A man used his truck to ram and destroy a new Ten Commandments monument outside the s Capitol in Little Rock, Arkansas Wednesday.
Michael Tate Reed of Van Buren, Ark. filmed himself on Facebook live running into the monument and breaking it into pieces exclaiming “Oh my goodness…Freedom.”
Reed faces charges of criminal trespass, defacing objects of public interest, and first-degree criminal mischief.
The Associated Press reports the privately funded monument was erected less that 24 hours before Reed smashed into it. According to AP this was not the first time Reed destroyed a religious monument. A spokesman for the Oklahoma County Sheriff’s department told AP Reed was arrested in October 2014 for the destruction the Ten Commandments monument outside that state’s capitol.
There’s no word on whether the Arkansas monument will be replaced.
“As far as what happens to the monument, it’s unclear at this time. The first thing will be to clean up the debris,” said Chris Powell, the secretary of state’s office spokesman.
The Arkansas legislature permitted the monument’s installation with the passage of a law in 2015 and a state panel gave final approval to its 6 foot tall, 6,000 pound design a month ago, according to a report from Fox News.
The installation took place on Tuesday with no advance notice, but gained the ire of the ACLU who threatened to file a lawsuit over what they saw as blatant government support of religion, according to Rita Sklar, executive director of the ACLU of Arkansas.
“Whatever they may say, the defenders of the Ten Commandments monument, the fact is the text of the Ten Commandments cannot be separated from its religious significance as the text calls individuals to adhere to moral precepts and uniquely religious obligations,” Sklar said.

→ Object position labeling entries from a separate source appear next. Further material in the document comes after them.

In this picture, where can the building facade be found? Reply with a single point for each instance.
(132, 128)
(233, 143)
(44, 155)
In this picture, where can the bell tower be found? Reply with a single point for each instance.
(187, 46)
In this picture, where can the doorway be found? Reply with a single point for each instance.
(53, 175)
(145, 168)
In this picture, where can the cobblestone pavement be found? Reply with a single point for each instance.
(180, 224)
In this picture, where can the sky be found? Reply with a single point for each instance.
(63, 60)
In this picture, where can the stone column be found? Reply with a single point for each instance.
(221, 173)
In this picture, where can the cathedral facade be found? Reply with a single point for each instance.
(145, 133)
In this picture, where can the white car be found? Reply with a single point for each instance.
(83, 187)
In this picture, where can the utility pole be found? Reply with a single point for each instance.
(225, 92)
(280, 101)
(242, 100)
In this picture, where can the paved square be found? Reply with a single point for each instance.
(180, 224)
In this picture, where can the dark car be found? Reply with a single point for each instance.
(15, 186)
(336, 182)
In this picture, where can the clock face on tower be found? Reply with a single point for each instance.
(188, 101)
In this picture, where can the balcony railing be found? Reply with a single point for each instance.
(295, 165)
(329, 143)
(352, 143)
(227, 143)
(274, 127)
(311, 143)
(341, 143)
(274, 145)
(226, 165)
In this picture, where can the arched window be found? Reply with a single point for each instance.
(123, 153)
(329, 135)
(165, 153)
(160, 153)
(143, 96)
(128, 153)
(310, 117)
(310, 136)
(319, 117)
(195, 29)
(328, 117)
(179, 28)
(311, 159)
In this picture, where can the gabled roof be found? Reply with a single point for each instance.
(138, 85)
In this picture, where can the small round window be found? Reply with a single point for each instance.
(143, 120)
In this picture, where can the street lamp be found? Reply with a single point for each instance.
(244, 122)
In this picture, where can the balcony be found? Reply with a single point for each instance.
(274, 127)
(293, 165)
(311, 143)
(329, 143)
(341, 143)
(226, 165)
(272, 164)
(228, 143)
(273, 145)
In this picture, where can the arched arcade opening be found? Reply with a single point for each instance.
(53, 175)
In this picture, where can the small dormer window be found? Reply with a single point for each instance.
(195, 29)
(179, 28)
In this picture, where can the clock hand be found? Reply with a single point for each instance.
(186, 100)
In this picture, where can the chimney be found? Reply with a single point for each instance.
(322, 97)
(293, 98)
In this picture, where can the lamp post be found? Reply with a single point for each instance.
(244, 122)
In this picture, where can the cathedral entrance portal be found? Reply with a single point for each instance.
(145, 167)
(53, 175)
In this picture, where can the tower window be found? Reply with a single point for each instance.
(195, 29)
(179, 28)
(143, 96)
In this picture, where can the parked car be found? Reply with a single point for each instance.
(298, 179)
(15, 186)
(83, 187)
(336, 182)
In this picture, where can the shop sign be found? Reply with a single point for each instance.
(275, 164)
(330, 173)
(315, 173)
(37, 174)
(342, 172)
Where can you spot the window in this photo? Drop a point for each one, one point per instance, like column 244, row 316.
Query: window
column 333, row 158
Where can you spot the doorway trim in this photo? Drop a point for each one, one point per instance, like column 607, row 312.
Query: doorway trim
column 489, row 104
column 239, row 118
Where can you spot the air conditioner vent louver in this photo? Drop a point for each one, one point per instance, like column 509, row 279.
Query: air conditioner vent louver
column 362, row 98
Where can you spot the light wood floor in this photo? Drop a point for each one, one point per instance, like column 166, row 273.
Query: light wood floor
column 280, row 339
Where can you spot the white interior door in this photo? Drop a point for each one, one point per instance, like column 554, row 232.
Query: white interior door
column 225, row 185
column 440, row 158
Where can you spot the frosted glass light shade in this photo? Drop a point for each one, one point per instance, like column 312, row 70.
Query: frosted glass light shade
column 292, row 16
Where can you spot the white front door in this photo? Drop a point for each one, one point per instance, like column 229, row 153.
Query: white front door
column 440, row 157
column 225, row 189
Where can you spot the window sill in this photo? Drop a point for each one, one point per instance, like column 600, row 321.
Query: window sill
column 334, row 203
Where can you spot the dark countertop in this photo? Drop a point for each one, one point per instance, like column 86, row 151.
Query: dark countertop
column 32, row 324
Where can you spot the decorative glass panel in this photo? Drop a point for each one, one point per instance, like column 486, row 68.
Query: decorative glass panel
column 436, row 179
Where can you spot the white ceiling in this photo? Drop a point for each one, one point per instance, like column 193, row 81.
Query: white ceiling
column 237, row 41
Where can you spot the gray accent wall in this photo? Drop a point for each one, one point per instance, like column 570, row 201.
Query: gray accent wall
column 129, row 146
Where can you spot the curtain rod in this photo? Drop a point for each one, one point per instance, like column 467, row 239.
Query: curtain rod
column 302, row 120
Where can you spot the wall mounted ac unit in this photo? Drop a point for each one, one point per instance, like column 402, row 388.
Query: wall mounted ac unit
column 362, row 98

What will happen to the monument now remains uncertain, given not only its destruction, but the recent history of such displays near government buildings throughout the country. The Supreme Court ruled against two different 10 Commandments displays in Kentucky courthouses in 2005, but upheld another display outside Texas’ capitol building the same year. Arkansas’ new display was a replica of the one installed in Texas.